Important: changes to user, role, and system entity associations take effect at the time of user authorization. Therefore, when changing a mapping, the user (or users) must log out and log back in to the system. More details about setting up role mapping can be found in the corresponding documentation section.
Cluster
Any changes in this menu item can only be made in coordination with Flant specialists.
This section lists the clusters that have been added to the configuration replication system. If the “disaster-resistant” installation option is selected, there may be more than one cluster here. Each cluster represents a separate system installation, most commonly hosted in a separate data center.
This section also displays the synchronization status of settings between various system components and the data synchronization status between installations, if a disaster-resistant installation is being used.
Users
This section allows viewing all users who have logged into the system, as well as tracking all associations of users with all system entities. This section is useful for debugging role mappings to understand which roles are assigned to users for various system entities.
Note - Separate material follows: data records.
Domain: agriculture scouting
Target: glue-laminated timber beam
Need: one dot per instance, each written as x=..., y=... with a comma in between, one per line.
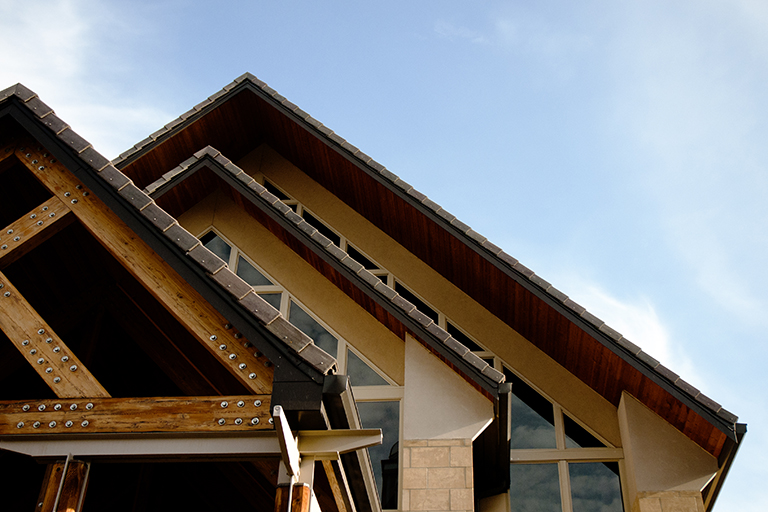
x=176, y=295
x=37, y=226
x=244, y=413
x=59, y=367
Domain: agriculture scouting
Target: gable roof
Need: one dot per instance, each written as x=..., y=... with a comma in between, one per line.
x=596, y=353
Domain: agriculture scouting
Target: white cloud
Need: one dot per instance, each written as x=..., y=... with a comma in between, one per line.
x=54, y=48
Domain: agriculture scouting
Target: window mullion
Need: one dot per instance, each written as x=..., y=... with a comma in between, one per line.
x=565, y=486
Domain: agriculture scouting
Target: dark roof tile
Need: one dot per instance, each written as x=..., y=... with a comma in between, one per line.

Important: changes to user, role, and system entity associations take effect at the time of user authorization. Therefore, when changing a mapping, the user (or users) must log out and log back in to the system.
Audit Logs
The “Audit Logs” section allows viewing and analyzing the audit log, which contains records of all changes occurring in the system. This includes object changes, user actions, and change sources. Analyzing these logs helps track system security and integrity, as well as identify any suspicious activities.
Audit Log Filters
Various filters are provided for more convenient use of the section. You can use them to refine your search and display specific records.
Available filter parameters:
- “Object ID” — the unique identifier of the object;
- “Object Type” — the object type for filtering (e.g., project, user, role, etc.);
- “Created From” — the start date and time for the search period (format: dd.mm.yyyy, –:–);
- “Created Until” — the end date and time for the search period (format: dd.mm.yyyy, –:–);
- “User ID” — the unique identifier of the user;
- “Change Source” — the source of changes (if known);
- “Action” — the action type (e.g., create, edit, delete);
- “Changed Field” — the specific field whose changes you want to view;
- “Changed Value” — the specific value the field was changed to.